The bottom 25: A steep variance
The story stays the same when it comes to the bottom 25. The only difference is the steepness of the empowerment curve across the various factors. Essentially, even though women stay at par with their male counterparts in education, yet they are almost non-existent on the economic and the political front.
So what factors differentiate the top 25 from the bottom 25?
Education access for women seems to be steady across our sample set of nations, though the top 25 fare better with respect to tertiary education.
With respect to economic opportunity, the chart shows a steep drop as we move right towards the bottom 25. The interesting trend that comes across in this chart is that there seems to be a consistent gap between women’s participation in the economy and their income – their income being consistently on the lower side. Only Nepal bucks that trend – and for a poor nation with an annual per capita income of just US$ 1,079, that is remarkable.
And the same trend continues when it comes to leadership – business or political. Here though, the female-male ratio stays consistently below 1 and even touches 0 for Saudi Arabia in political representation for women. Nepal once again bucks the trend as we move towards the right on our chart. The United States does well over its competition with respect to women leaders in business, but a representation of only 20% in Parliament takes it to the lowest in the top 25.
Economic opportunity, income parity, business and political leadership are the key factors/issues for women in the 21st century. While the top 25 nations in the gender parity index have done well with respect to economic opportunity and political leadership, income parity and management/leadership positions are still core issues. This essentially points to the existence of a glass ceiling among the top 25.
The bottom 25, are at the bottom because of a lack of economic opportunity and political representation. Women in these areas still have not been able to shake off the historical/cultural baggage.
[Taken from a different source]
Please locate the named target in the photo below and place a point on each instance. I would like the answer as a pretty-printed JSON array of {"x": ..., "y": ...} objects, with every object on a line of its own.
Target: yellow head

The core focus in the 21st century has to be on leadership – business and political. In the business arena, women have to break the glass ceiling – they already outnumber men in several professions. In the political arena, men still heavily outnumber women and that has to change – it has to, so women can write legislation for themselves. As awareness of the glass ceiling improves, so will the resolve to overcome it. If the 20th century belonged to the women pioneers, the 21st should belong to the glass ceiling breakers. Hopefully, the glass will be completely shattered by the next decade.